Since last year’s release of dplyr 1.0.0 I’ve really enjoyed experimenting with what is possible with this seminal R package, and lately I’ve been considering how dplyr can be used to run any sort of function against inputs from a data frame. This means that you can use dplyr to perform as many actions as there are rows in your dataframe in a single (often very simple) command.
In this article I will show you how to use this concept to do the following using a single piped command in dplyr:
- Run many different models to assess which one has the best fit
- Create a batch of charts
- Write an arbitrary number of csv files
- Write an excel file with an arbitrary number of worksheets
- Generate a batch of pdf reports
I want to emphasize that these are just examples of a broader idea – that you can integrate dplyr with other packages and functions to perform a much broader array of tasks than you might have originally thought possible.
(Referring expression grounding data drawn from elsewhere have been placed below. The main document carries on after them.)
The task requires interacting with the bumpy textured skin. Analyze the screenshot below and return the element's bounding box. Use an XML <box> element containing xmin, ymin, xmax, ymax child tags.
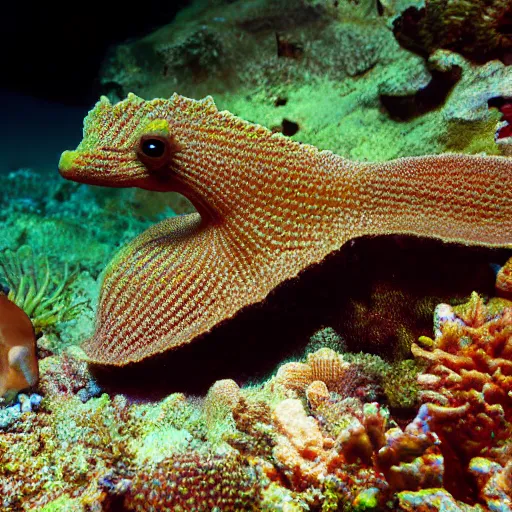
<box><xmin>59</xmin><ymin>93</ymin><xmax>512</xmax><ymax>366</ymax></box>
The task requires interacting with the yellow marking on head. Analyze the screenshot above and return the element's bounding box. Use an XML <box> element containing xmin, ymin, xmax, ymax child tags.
<box><xmin>144</xmin><ymin>119</ymin><xmax>171</xmax><ymax>136</ymax></box>
<box><xmin>59</xmin><ymin>150</ymin><xmax>78</xmax><ymax>172</ymax></box>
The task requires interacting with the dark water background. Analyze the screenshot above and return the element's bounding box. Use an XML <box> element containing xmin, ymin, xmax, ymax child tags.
<box><xmin>0</xmin><ymin>1</ymin><xmax>189</xmax><ymax>175</ymax></box>
<box><xmin>0</xmin><ymin>90</ymin><xmax>86</xmax><ymax>175</ymax></box>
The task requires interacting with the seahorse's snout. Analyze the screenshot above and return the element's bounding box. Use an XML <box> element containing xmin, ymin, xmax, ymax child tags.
<box><xmin>58</xmin><ymin>150</ymin><xmax>79</xmax><ymax>178</ymax></box>
<box><xmin>58</xmin><ymin>148</ymin><xmax>118</xmax><ymax>185</ymax></box>
<box><xmin>58</xmin><ymin>147</ymin><xmax>144</xmax><ymax>187</ymax></box>
<box><xmin>58</xmin><ymin>145</ymin><xmax>179</xmax><ymax>191</ymax></box>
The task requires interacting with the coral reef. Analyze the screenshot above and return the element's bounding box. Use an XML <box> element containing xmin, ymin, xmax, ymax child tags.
<box><xmin>268</xmin><ymin>394</ymin><xmax>444</xmax><ymax>508</ymax></box>
<box><xmin>37</xmin><ymin>350</ymin><xmax>101</xmax><ymax>402</ymax></box>
<box><xmin>496</xmin><ymin>256</ymin><xmax>512</xmax><ymax>298</ymax></box>
<box><xmin>0</xmin><ymin>393</ymin><xmax>42</xmax><ymax>429</ymax></box>
<box><xmin>0</xmin><ymin>393</ymin><xmax>134</xmax><ymax>511</ymax></box>
<box><xmin>98</xmin><ymin>0</ymin><xmax>512</xmax><ymax>178</ymax></box>
<box><xmin>2</xmin><ymin>1</ymin><xmax>512</xmax><ymax>511</ymax></box>
<box><xmin>124</xmin><ymin>450</ymin><xmax>261</xmax><ymax>511</ymax></box>
<box><xmin>1</xmin><ymin>321</ymin><xmax>511</xmax><ymax>510</ymax></box>
<box><xmin>275</xmin><ymin>347</ymin><xmax>382</xmax><ymax>402</ymax></box>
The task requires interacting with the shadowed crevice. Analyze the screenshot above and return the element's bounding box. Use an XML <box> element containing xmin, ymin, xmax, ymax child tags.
<box><xmin>89</xmin><ymin>236</ymin><xmax>509</xmax><ymax>401</ymax></box>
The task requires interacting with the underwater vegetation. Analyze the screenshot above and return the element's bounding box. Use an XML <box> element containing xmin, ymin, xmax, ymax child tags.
<box><xmin>0</xmin><ymin>245</ymin><xmax>82</xmax><ymax>334</ymax></box>
<box><xmin>1</xmin><ymin>0</ymin><xmax>512</xmax><ymax>510</ymax></box>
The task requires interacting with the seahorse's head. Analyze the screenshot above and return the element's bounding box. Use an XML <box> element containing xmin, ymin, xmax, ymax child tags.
<box><xmin>58</xmin><ymin>93</ymin><xmax>195</xmax><ymax>192</ymax></box>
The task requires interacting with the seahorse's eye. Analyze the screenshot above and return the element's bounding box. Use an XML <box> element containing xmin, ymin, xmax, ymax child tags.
<box><xmin>141</xmin><ymin>138</ymin><xmax>166</xmax><ymax>158</ymax></box>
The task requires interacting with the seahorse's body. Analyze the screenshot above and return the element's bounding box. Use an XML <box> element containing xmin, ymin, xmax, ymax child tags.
<box><xmin>59</xmin><ymin>93</ymin><xmax>512</xmax><ymax>365</ymax></box>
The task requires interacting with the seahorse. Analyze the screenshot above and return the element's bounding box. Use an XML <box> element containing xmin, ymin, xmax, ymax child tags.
<box><xmin>58</xmin><ymin>93</ymin><xmax>512</xmax><ymax>366</ymax></box>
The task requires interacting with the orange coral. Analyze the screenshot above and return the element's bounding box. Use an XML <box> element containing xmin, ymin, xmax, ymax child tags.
<box><xmin>270</xmin><ymin>395</ymin><xmax>443</xmax><ymax>506</ymax></box>
<box><xmin>0</xmin><ymin>293</ymin><xmax>38</xmax><ymax>402</ymax></box>
<box><xmin>275</xmin><ymin>347</ymin><xmax>381</xmax><ymax>402</ymax></box>
<box><xmin>272</xmin><ymin>398</ymin><xmax>333</xmax><ymax>489</ymax></box>
<box><xmin>275</xmin><ymin>348</ymin><xmax>349</xmax><ymax>393</ymax></box>
<box><xmin>412</xmin><ymin>293</ymin><xmax>512</xmax><ymax>461</ymax></box>
<box><xmin>58</xmin><ymin>94</ymin><xmax>512</xmax><ymax>365</ymax></box>
<box><xmin>412</xmin><ymin>292</ymin><xmax>512</xmax><ymax>503</ymax></box>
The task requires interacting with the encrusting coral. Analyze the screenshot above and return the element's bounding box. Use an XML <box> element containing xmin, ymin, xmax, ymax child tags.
<box><xmin>58</xmin><ymin>93</ymin><xmax>512</xmax><ymax>366</ymax></box>
<box><xmin>124</xmin><ymin>450</ymin><xmax>261</xmax><ymax>512</ymax></box>
<box><xmin>267</xmin><ymin>394</ymin><xmax>444</xmax><ymax>508</ymax></box>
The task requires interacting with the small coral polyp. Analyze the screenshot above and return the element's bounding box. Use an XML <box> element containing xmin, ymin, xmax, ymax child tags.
<box><xmin>124</xmin><ymin>451</ymin><xmax>260</xmax><ymax>512</ymax></box>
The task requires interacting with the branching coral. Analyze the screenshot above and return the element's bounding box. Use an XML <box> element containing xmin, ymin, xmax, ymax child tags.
<box><xmin>0</xmin><ymin>245</ymin><xmax>84</xmax><ymax>333</ymax></box>
<box><xmin>268</xmin><ymin>395</ymin><xmax>443</xmax><ymax>508</ymax></box>
<box><xmin>412</xmin><ymin>292</ymin><xmax>512</xmax><ymax>505</ymax></box>
<box><xmin>246</xmin><ymin>349</ymin><xmax>442</xmax><ymax>506</ymax></box>
<box><xmin>412</xmin><ymin>292</ymin><xmax>512</xmax><ymax>460</ymax></box>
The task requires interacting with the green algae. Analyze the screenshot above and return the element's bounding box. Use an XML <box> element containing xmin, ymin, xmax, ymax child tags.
<box><xmin>352</xmin><ymin>487</ymin><xmax>381</xmax><ymax>511</ymax></box>
<box><xmin>35</xmin><ymin>495</ymin><xmax>83</xmax><ymax>512</ymax></box>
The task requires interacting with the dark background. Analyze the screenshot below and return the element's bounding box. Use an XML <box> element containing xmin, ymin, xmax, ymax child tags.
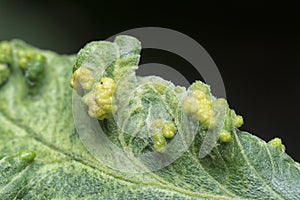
<box><xmin>0</xmin><ymin>1</ymin><xmax>299</xmax><ymax>161</ymax></box>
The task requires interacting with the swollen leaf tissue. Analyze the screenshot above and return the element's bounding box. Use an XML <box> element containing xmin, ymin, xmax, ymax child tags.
<box><xmin>0</xmin><ymin>37</ymin><xmax>299</xmax><ymax>200</ymax></box>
Hopefully you can use the examples here to think up some other uses that might make your life easier in the future.
0. Before we start
In this article we are going to use a couple of key functions that are either new to dplyr 1.0.0+ or substantially improved. The first is rowwise()
. This is an important function for performing actions across individual rows of a dataframe. You can think about it as grouping by single rows.
Let’s take a look at an mtcars
example to illustrate what I mean. If we wanted to take the minimum value of gear
and carb
for each observation in mtcars
you might naturally try:
library(dplyr)
mtcars %>%
dplyr::mutate(min = min(gear, carb))
However you get this, which is not what you intended probably:

This is because by default dplyr works column-wise, and so your code is calculating the minimum value to be found in the entire two columns gear
and carb
. To work across rows, you need to use rowwise()
:
mtcars %>%
dplyr::rowwise() %>%
dplyr::mutate(min = min(gear, carb))
Now we see that the data has been grouped by row before returning our minimum, which is what we actually intended.

The second function I want to highlight is nest_by()
. This is a shortcut function that creates rows of nested data. For example:
mtcars %>%
dplyr::nest_by(cyl)
You’ll see that this creates a list column called data
with three subsets of mtcars
according to the three different values of cyl
:

You’ll see how useful these two function are as we now move into our five examples.
1. Run many different models to test for fit
The broom
package in R contains some great functions for producing tidy model output. For example, the glance()
function allows you to easily see the overall Statistics of a model in a tidy table. For example, this code:
library(broom)
broom::glance(
lm("mpg ~ cyl + gear", mtcars)
)
will produce the following row of statistic for the model specified.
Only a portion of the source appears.